During these two scenes, both Benedick and Beatrice are deceived into believing that the other loves them, set up by those closest to them. In one scene Leonato, Claudio and Don Pedro deceive Benedick, and in the other, Beatrice is fooled by Ursula and Hero.
A basic ploy used throughout the conversation between Leonato, Claudio and Don Pedro, is that they make their words very loud and clear so as to make sure Benedick understands the situation fully. The men start their conversation by pointing out the best things about Beatrice; her wit, intelligence and so on. This makes Benedick feel that she, if he could love, would be a worthy lover of his affection. Next they make it clear that Beatrice would never reveal her feelings, that she would die rather than tell him. This makes Benedick believe that no matter what she says about him, it is just to hide her true feelings and he therefore cannot see that she may not love him. Soon after this Don Pedro questions her love saying “May be she doth but counterfeit.”
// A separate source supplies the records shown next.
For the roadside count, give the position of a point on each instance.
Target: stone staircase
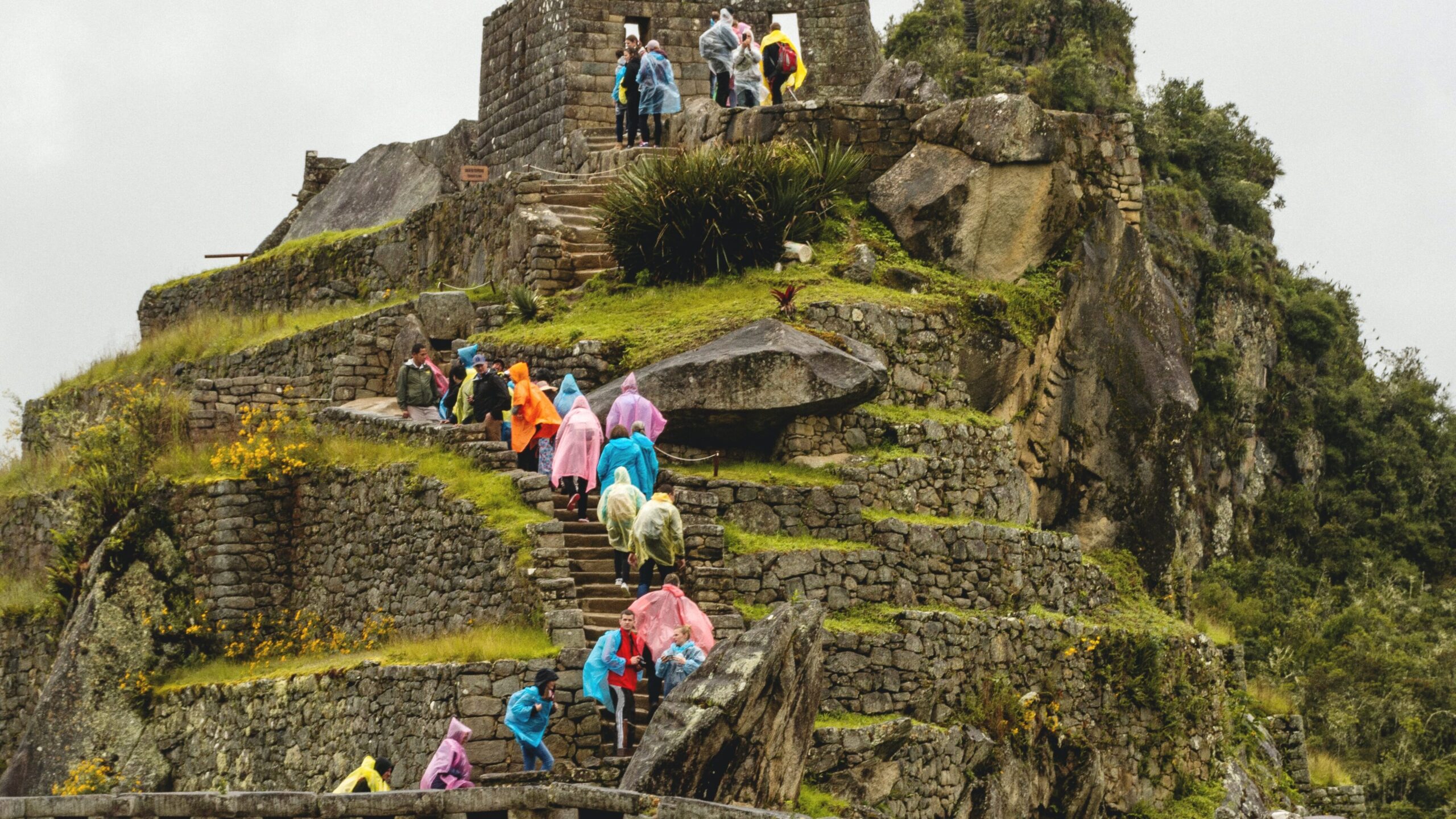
(602, 601)
(577, 251)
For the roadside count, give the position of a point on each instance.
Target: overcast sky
(134, 138)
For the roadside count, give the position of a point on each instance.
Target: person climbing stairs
(602, 601)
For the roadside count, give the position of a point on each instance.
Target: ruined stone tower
(548, 66)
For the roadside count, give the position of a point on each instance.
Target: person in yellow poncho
(372, 776)
(774, 78)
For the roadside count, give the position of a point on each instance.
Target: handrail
(714, 458)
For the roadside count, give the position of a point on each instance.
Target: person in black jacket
(634, 92)
(490, 398)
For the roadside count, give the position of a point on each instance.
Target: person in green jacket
(415, 387)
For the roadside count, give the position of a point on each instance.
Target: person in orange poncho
(533, 417)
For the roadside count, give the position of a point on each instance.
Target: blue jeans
(532, 752)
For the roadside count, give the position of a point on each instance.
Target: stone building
(548, 66)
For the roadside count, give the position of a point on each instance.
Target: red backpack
(788, 59)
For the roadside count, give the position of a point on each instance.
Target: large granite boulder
(998, 129)
(753, 381)
(388, 183)
(740, 729)
(896, 81)
(84, 710)
(982, 219)
(446, 315)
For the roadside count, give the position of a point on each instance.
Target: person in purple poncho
(450, 768)
(630, 407)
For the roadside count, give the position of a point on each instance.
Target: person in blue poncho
(567, 394)
(528, 714)
(659, 91)
(650, 465)
(622, 451)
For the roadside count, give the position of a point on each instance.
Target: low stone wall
(973, 568)
(926, 776)
(318, 727)
(350, 545)
(27, 651)
(1338, 800)
(957, 471)
(462, 239)
(536, 799)
(882, 130)
(1124, 697)
(25, 531)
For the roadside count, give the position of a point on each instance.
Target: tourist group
(742, 72)
(663, 637)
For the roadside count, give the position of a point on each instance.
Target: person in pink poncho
(450, 768)
(631, 407)
(578, 446)
(660, 613)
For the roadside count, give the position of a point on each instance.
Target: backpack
(788, 59)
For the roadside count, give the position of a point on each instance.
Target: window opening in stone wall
(641, 27)
(789, 22)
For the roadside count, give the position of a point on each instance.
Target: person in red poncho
(659, 614)
(533, 417)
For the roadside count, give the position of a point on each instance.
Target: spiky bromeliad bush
(719, 210)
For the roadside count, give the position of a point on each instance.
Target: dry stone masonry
(973, 568)
(350, 545)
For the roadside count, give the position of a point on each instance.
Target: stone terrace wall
(25, 531)
(506, 796)
(925, 353)
(1148, 734)
(27, 651)
(958, 470)
(350, 545)
(309, 732)
(882, 130)
(932, 766)
(524, 75)
(462, 239)
(1103, 151)
(973, 566)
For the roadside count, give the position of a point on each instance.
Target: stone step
(592, 566)
(612, 604)
(586, 248)
(584, 276)
(564, 210)
(593, 261)
(571, 198)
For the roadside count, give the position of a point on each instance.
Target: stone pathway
(601, 599)
(584, 251)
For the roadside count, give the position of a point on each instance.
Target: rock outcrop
(753, 381)
(909, 81)
(985, 191)
(740, 729)
(92, 700)
(388, 183)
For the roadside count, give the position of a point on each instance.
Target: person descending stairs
(602, 601)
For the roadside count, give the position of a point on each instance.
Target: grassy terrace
(479, 644)
(207, 336)
(306, 245)
(759, 473)
(493, 493)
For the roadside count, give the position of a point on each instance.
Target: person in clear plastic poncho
(657, 540)
(659, 92)
(617, 509)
To which Leonato (someone Benedick trusts very deeply) answers “There was never counterfeit of passion, came so near the life of passion as she discovers it.” which confirms, in Benedick’s mind that it is not a trick. By then pointing out Benedick’s faults, they try to make Benedick feel that he is “unworthy so good a lady.” Again they speak of how tormented Beatrice is before concluding their conversation by flattering Benedick with qualities such as “wise”, “proper” and having an “outward happiness”. This gives him the feeling that they are his loyal friends and therefore would never play such a trick on him. The overall effect of this scene proves to Benedick that Beatrice does love him, and makes him feel both more kindly and loving toward her as his interjections in the dialogue show.
Though much shorter, the scene featuring Ursula and Hero still manages to fit many of the ploys used by the men into the conversation. They too question and then confirm the love that Benedick feels, point out the faults of Beatrice and make Benedick seem like a man she is lucky to have the admiration of. They even go so far as saying that he is “the man of Italy”. There are differences between the two scenes though as in line 83 when Hero says that she will tell Benedick to “fight against his passion” because Beatrice does not know how to love. This implies to Beatrice that if she doesn’t make her love known to Benedick soon, she will have lost both her chance to do so, and Benedick himself. This is emphasized by the description of him being the “man of Italy”, because with such a great man comes a great amount of admirers and he won’t wait around for Beatrice forever.
A main difference in this, compared to the previous scene is that the women seem to use their opportunity to point out Beatrice’s faults as a means of personal attack. There is a real sense that they strongly mean that she has “disdain and scorn sparkling in her eyes” and that “she cannot love…she is so self-endeared”. It is as if they feel for the first time they can speak of her how they like, without her being there to use her wit to make them to look the fools. This tone and manner are soon forgotten though, as they conclude their talk by praising her “true judgement” and “swift and excellent wit”, again to make the deceived feel far from deceived, quite the opposite in fact.
Some people may believe that deception in whatever form, is a bad thing. It can be used to aid evil (as when Don John deceives Claudio about Hero, later in the play) and that though a good cause was behind the deception of Beatrice and Benedick, it was dishonest and immoral. If two people love each other, surely they do not need to be tricked into their love, but it will com naturally? I however agree with what Leonato, Claudio, Don Pedro, Ursula and Hero did. I would ask if the love is not there to begin with, how can a couple be tricked into it? Beatrice and Benedick’s stubborn and proud characters got in the way of their love, and to remove this obstacle, the deception was needed.